Détection à long terme des grands fonds
L'émetteur et le récepteur doivent être alimentés mais peuvent être implantés sur des navires ou des bouées, où les batteries sont plus faciles à remplacer, ou connecté à des prises à terre. Un émetteur et un récepteur peuvent recueillir des informations à partir de nombreux capteurs couvrant une ou plusieurs zones.
"Lorsque vous traquez un animal marin, par exemple, vous voulez le suivre sur une longue distance et voulez garder le capteur dessus pendant une longue période de temps. Vous ne voulez pas vous soucier de l'épuisement de la batterie, " Adib dit. " Ou, si vous voulez suivre les gradients de température dans l'océan, vous pouvez obtenir des informations à partir de capteurs couvrant un certain nombre d'endroits différents."
Une autre application intéressante est la surveillance des bassins de saumure, de grandes zones de saumure qui reposent dans des piscines dans des bassins océaniques, et sont difficiles à surveiller à long terme.

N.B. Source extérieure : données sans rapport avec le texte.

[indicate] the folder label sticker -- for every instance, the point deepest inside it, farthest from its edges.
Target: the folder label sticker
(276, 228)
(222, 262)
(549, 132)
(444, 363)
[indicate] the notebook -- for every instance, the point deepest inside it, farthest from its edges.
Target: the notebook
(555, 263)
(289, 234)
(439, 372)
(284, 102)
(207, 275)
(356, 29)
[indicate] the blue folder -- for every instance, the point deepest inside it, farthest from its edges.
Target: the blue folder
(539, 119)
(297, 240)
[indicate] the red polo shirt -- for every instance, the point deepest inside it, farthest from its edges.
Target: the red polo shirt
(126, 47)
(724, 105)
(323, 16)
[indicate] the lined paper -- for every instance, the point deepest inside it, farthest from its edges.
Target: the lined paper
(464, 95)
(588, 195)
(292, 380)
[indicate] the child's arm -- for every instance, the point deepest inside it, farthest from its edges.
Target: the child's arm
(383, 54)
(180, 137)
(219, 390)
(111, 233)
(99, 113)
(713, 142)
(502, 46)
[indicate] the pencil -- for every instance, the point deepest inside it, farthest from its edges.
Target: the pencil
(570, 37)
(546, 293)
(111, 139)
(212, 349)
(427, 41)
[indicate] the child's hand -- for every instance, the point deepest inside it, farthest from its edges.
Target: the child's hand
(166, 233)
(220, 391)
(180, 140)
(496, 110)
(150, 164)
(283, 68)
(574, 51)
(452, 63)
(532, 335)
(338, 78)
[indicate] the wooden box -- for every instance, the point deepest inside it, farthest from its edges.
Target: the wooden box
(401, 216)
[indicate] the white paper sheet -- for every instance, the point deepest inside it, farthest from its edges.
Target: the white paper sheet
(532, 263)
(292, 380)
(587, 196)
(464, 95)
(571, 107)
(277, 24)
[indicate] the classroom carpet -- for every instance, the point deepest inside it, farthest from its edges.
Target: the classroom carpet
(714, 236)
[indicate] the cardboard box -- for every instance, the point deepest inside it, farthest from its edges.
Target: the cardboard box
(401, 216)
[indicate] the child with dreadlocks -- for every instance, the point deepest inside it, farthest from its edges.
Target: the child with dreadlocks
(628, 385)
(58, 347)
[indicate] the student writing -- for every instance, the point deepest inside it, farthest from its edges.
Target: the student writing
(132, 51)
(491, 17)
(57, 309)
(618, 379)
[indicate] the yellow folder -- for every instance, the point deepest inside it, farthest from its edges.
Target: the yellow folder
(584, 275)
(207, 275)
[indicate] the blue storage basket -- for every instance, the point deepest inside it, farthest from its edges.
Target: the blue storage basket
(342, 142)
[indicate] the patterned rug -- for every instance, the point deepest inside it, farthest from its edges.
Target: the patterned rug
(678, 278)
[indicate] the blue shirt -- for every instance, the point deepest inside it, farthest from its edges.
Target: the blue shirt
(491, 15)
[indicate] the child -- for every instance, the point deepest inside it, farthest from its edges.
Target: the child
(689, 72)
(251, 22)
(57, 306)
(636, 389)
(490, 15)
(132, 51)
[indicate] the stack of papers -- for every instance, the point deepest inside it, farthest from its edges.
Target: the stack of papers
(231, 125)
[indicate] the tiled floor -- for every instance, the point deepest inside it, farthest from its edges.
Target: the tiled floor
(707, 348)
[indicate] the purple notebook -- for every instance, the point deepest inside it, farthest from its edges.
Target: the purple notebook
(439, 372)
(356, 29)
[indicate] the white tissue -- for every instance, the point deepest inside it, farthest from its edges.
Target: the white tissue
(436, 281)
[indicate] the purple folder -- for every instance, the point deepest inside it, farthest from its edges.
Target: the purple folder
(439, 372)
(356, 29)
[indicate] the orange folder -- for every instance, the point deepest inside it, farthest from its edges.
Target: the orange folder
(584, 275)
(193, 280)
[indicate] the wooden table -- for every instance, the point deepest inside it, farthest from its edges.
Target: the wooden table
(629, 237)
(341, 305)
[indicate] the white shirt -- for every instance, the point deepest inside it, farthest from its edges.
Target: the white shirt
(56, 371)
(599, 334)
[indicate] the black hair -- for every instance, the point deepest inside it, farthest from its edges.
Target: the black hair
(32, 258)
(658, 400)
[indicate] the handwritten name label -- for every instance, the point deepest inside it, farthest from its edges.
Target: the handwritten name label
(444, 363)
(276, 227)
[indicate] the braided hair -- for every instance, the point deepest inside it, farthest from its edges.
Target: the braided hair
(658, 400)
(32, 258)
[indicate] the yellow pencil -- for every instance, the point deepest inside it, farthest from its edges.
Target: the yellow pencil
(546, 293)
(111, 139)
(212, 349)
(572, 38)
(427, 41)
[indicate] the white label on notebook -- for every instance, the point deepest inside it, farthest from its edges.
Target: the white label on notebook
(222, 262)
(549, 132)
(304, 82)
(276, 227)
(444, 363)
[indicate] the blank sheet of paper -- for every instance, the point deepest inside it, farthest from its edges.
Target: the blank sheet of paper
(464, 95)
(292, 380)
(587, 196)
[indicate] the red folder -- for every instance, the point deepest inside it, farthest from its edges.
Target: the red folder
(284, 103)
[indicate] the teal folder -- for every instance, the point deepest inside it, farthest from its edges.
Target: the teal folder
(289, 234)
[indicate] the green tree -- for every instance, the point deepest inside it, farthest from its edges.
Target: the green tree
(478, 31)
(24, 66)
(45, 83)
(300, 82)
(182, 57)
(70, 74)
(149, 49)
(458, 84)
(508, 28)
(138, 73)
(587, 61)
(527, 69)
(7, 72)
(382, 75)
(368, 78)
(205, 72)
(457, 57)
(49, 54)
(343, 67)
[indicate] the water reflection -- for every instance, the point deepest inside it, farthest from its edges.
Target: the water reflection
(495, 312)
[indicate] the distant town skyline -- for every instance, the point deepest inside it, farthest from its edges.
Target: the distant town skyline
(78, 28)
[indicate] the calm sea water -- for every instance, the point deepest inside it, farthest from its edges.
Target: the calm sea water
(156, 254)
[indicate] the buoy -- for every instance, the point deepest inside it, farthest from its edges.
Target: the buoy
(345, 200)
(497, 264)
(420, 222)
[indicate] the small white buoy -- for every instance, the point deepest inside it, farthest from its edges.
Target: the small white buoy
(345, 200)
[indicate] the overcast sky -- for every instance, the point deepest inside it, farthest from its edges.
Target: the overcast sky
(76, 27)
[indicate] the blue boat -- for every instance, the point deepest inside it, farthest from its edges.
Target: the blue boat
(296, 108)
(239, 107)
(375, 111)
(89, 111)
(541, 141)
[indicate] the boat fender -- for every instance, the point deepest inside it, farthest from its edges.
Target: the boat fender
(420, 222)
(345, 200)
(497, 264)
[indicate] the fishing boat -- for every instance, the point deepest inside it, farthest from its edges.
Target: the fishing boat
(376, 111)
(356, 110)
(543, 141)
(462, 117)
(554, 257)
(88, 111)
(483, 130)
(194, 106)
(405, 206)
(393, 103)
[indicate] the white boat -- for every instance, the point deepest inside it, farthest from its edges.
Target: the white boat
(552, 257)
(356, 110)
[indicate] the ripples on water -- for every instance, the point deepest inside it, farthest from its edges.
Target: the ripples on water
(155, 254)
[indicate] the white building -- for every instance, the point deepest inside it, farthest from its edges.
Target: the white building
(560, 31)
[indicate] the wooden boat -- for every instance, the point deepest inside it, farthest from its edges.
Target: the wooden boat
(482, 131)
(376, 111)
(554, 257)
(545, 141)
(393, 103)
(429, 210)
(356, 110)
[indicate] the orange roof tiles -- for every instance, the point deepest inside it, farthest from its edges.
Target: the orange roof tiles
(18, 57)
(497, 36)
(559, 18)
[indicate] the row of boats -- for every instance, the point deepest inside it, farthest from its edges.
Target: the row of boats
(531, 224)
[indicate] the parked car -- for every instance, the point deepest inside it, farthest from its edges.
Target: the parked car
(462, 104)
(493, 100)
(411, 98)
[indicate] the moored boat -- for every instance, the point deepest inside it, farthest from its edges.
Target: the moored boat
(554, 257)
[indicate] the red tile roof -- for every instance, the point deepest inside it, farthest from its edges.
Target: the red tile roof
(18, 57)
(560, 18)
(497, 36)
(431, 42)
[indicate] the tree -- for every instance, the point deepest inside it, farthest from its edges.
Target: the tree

Ils existent, par exemple, sur le plateau antarctique, où le sel se dépose lors de la formation de la banquise, et pourrait aider à étudier la fonte des glaces et l'interaction de la vie marine avec les bassins. "Nous pouvions sentir ce qui se passait là-bas, sans avoir besoin de continuer à transporter les capteurs lorsque leurs batteries sont épuisées, " dit Adib.
Prochain, les chercheurs visent à démontrer que le système peut fonctionner à des distances plus éloignées et communiquer avec plus de capteurs simultanément. Ils espèrent également tester si le système peut transmettre du son et des images à basse résolution.